Still OXY has a lot more explaining to do in the upcoming quarter call (first week of November).
For us, at worst, all of this was a push (trading OXYChem + stuff for CR). Well it was swapping a chemical business that was still subject to the vagaries of the commodity cycle with more volatile oil and gas assets, but ones that are complementary to OXY’s existing acreages. If we take into account the synergy cost savings, and the potential for finding more resources (i.e., increasing proved reserves), the returns swing quickly in favor of CR.
Moreover, if we consider that years after horizontal drilling has already depleted Tier 1 acreages in the Midland fields, having a critical mass of new acreages that allow for enhanced oil recovery (“EOR”) becomes invaluable.

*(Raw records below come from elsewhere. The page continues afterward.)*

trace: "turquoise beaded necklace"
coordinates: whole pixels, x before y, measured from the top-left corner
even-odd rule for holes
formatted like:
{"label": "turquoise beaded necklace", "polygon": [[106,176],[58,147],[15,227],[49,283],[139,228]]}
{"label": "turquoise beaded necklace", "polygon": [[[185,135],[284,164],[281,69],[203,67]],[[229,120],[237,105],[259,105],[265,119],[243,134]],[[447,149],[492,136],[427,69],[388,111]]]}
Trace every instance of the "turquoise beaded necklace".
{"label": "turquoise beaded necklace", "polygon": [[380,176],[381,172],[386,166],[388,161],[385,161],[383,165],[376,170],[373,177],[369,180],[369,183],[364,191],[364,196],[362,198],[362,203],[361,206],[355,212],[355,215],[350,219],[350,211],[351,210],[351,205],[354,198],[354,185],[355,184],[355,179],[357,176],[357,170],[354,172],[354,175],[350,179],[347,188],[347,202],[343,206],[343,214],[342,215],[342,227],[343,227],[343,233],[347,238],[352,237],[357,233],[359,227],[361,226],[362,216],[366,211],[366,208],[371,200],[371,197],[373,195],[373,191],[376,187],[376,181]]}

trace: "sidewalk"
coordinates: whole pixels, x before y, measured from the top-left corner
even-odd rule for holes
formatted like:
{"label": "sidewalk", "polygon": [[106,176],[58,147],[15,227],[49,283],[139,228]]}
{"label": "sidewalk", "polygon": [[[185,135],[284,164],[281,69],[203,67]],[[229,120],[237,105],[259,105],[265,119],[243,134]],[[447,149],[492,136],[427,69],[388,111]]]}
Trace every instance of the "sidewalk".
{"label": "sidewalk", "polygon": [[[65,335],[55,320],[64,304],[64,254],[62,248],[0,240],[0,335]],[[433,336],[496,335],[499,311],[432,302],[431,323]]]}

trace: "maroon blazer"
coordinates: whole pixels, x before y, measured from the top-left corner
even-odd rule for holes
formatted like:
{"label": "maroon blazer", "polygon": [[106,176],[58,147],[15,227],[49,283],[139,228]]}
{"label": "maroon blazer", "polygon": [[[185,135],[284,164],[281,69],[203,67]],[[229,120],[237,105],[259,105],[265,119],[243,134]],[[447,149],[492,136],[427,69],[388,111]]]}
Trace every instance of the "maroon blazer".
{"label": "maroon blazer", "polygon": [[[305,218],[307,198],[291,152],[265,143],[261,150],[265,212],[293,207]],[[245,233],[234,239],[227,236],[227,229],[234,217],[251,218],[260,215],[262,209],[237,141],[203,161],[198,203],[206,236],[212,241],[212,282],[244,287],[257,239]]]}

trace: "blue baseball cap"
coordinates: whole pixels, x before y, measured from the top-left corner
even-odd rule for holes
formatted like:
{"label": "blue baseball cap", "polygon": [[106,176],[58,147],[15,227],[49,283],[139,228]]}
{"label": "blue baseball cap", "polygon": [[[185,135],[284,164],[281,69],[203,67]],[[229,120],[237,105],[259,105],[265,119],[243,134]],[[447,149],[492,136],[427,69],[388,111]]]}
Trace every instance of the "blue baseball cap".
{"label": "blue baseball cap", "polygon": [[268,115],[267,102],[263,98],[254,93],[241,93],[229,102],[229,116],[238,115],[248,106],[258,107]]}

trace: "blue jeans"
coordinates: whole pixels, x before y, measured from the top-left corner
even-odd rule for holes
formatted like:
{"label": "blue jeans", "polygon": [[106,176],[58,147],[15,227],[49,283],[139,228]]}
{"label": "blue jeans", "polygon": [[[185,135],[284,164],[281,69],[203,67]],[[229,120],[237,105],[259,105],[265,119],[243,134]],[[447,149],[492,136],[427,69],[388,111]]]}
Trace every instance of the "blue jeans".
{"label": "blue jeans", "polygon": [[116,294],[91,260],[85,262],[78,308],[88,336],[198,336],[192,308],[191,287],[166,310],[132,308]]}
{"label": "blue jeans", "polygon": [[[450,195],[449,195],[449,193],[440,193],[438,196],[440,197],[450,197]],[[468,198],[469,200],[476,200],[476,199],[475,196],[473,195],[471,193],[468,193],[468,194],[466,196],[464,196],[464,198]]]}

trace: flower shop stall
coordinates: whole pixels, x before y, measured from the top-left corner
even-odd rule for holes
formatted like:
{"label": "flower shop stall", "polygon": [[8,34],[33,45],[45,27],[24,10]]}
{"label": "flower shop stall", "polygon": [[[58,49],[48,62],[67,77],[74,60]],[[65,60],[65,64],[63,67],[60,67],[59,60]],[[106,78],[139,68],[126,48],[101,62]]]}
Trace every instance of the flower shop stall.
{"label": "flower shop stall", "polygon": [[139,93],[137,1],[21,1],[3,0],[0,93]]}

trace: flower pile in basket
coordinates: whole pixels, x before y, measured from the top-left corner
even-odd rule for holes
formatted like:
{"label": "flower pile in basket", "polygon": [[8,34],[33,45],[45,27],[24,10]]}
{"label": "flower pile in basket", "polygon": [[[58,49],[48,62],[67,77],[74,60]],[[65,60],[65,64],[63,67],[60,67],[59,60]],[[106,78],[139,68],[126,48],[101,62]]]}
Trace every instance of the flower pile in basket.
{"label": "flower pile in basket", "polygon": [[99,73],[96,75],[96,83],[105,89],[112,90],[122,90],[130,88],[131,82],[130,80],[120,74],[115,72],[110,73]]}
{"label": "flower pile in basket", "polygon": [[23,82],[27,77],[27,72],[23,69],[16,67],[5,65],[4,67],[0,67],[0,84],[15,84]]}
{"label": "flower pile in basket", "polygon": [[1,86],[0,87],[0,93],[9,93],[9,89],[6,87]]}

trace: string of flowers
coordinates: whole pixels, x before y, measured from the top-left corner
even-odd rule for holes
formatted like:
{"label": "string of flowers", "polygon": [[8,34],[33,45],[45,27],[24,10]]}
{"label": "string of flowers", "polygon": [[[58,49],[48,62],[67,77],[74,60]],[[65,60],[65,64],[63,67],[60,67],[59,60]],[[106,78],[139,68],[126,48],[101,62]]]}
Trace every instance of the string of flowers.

It’s probably why Hollub alluded to it in her CNBC interview. Employing EOR techniques will be the next step in the Midland (and eventually Permian to follow), and the CR acquisition will accelerate the process.
So expect more discussion/details about this in their next investor update (the quarterly report likely occurs in the first week of November).
Deleveraging the balance sheet also means unlocking shareholder returns, which means retiring nearly 8-10% of shares outstanding a year, so OXY will likely announce a new share repurchase program. We forecast OXY will generate $4-5B of FCF in a mid-$60s WTI environment, and that should lead to a retirement of 8-10% of its shares outstanding each year. We also anticipate that OXY will increase its dividend to solidify its investor base, but that can come after more shares are retired.
Messaging will matter greatly in the coming months to reestablish trust, but on the whole, this kerfuffle will pass. Was it an expensive deal? Was the cost of capital “costly” to finance the CR acquisition after OXY’s joint venture partner in the Midland (Ecopetrol) backed out from helping to buy half of CR? Yes, but we surmise only because OXY hasn’t quantified specifically the benefits of CR post-acquisition. Qualitatively yes, but dollars-and-cents? Not quite.
There’s synergies there, and we can kind of see them, but the market’s not giving them any benefit of the doubt.
So time to clarify those doubts OXY, or the market will keep assuming Berkshire gave them a real chemical bath.